Elías bajó la mirada, como si dudara en responder.
—Eso... es otra historia. —Pasó una mano por su cabello—. En los textos antiguos que leí, se decía que toda magia corriente brilla en tonos blancos o dorados. Pero la magia demoníaca... brilla en violeta.
Violeta.
La palabra pesó en el aire.
—Se cree que proviene de los primeros seres que habitaron la tierra —siguió Elías—. Una fuerza primigenia, poderosa... pero corruptora. Se decía que quienes la usaban eran casi invencibles, pero que con el tiempo... perdían su humanidad.
Sentí un nudo en el estómago.
—¿Alguna vez existió alguien así?
Elías se encogió de hombros, pensativo.
—No se sabe. Hay leyendas que hablan de un ser antiguo, en las montañas... envuelto en púrpura, como el emblema de los Valtoria.
Púrpura. Como la luz de ese día.
—No hay pruebas —añadió Elías—. Jamás se ha documentado algo así. Puede ser un mito... o puede ser que ella sea la primera en generaciones.
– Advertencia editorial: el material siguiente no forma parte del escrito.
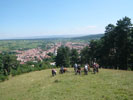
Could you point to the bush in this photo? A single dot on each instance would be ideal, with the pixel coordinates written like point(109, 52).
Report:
point(3, 77)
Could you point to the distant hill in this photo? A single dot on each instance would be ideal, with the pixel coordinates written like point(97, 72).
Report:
point(90, 37)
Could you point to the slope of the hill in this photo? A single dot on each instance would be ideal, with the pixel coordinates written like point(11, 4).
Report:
point(40, 85)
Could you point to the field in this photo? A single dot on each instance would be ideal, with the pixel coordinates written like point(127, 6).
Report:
point(40, 85)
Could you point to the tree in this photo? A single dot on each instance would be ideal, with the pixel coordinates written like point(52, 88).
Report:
point(74, 57)
point(63, 57)
point(8, 62)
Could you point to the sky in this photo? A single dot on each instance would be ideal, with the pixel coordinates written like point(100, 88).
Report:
point(32, 18)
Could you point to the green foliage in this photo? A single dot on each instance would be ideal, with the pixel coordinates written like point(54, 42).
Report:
point(106, 85)
point(114, 49)
point(63, 57)
point(74, 57)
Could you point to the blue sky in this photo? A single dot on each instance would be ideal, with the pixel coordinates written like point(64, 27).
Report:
point(27, 18)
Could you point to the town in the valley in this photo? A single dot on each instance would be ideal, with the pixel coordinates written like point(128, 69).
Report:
point(38, 54)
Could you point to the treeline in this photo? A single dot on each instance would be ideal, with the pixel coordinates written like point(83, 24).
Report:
point(114, 50)
point(10, 66)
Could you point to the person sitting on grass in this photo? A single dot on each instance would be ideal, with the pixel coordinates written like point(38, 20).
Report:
point(54, 72)
point(75, 67)
point(86, 69)
point(62, 70)
point(78, 70)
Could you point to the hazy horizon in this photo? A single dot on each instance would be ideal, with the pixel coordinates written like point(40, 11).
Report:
point(31, 18)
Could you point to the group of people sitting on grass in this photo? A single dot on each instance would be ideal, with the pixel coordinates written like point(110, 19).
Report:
point(77, 69)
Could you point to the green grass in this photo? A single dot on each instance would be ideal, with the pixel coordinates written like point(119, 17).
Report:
point(40, 85)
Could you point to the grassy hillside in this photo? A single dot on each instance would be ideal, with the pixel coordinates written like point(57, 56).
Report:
point(40, 85)
point(90, 37)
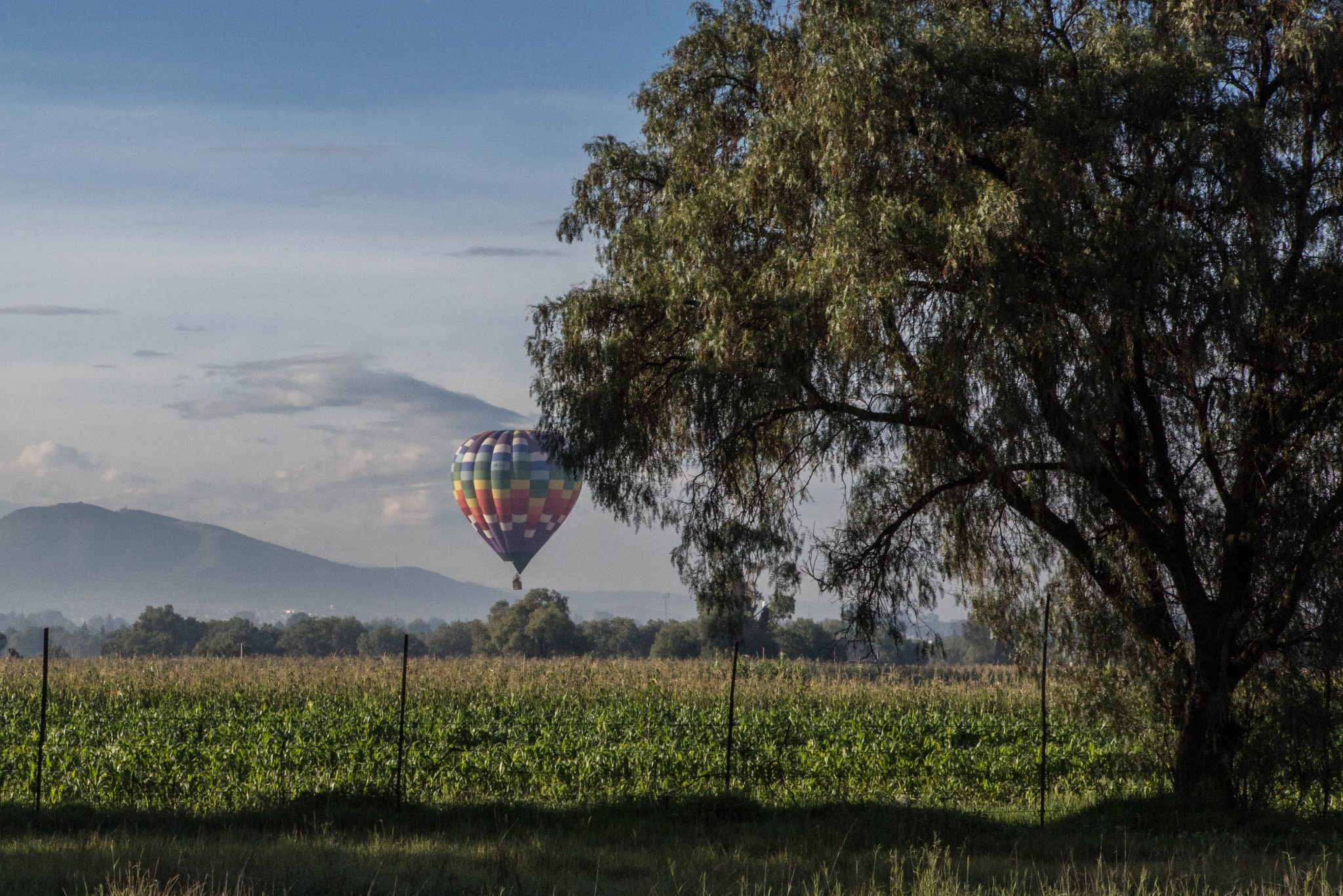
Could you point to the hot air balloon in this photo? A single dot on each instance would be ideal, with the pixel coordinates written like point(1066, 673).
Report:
point(512, 494)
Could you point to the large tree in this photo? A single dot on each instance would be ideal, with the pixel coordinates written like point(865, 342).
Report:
point(1052, 288)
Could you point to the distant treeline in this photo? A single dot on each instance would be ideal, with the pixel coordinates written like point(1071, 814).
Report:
point(538, 625)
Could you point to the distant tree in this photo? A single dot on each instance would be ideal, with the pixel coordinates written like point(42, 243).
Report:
point(618, 637)
point(677, 641)
point(387, 641)
point(809, 640)
point(159, 632)
point(538, 625)
point(1057, 289)
point(320, 637)
point(225, 638)
point(975, 645)
point(458, 640)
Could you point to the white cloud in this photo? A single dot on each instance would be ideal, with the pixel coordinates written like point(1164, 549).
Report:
point(310, 382)
point(55, 311)
point(42, 458)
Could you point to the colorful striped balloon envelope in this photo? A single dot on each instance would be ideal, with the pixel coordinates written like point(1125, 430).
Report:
point(512, 494)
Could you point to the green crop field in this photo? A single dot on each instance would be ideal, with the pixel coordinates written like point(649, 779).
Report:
point(535, 775)
point(209, 735)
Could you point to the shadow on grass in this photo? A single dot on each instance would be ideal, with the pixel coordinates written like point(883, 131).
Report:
point(1100, 829)
point(360, 844)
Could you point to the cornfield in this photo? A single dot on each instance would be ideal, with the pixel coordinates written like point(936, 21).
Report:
point(222, 735)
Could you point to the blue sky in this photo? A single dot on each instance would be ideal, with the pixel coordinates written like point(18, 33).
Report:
point(266, 263)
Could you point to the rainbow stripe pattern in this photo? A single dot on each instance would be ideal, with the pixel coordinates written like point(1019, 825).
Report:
point(511, 492)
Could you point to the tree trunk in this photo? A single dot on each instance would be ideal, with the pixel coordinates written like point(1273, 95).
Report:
point(1208, 741)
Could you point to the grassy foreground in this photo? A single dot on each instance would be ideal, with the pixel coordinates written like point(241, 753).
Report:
point(576, 777)
point(693, 847)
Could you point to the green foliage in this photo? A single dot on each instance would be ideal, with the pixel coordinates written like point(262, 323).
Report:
point(1054, 289)
point(216, 735)
point(386, 641)
point(538, 625)
point(159, 632)
point(618, 637)
point(458, 640)
point(809, 640)
point(235, 637)
point(320, 637)
point(677, 641)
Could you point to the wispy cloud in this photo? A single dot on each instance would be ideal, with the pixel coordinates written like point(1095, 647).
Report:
point(52, 311)
point(301, 149)
point(310, 382)
point(506, 252)
point(43, 457)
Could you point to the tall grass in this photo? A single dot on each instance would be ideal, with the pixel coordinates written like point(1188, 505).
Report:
point(216, 735)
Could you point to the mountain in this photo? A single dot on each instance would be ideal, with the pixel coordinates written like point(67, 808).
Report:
point(87, 560)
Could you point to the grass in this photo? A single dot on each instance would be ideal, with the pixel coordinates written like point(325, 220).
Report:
point(320, 846)
point(202, 778)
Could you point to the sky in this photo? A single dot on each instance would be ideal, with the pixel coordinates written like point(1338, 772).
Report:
point(265, 265)
point(268, 263)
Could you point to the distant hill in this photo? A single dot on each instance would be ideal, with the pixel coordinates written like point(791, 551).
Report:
point(87, 560)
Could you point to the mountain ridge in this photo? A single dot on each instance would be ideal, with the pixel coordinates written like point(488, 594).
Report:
point(90, 560)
Me quedé en silencio, observando el cielo.
¿Primera en generaciones?¿Una herencia olvidada?¿O algo que nunca debió despertar?
Vi cómo Elías bajaba la mirada, dubitativo. Sus palabras sobre la magia demoníaca seguían retumbándome en la cabeza mientras el sol descendía tras las montañas.
No importaba cuántos rumores o advertencias hubiera.
No podía permitirme el lujo de ignorarlo.
A partir de ahora, la observaría de cerca.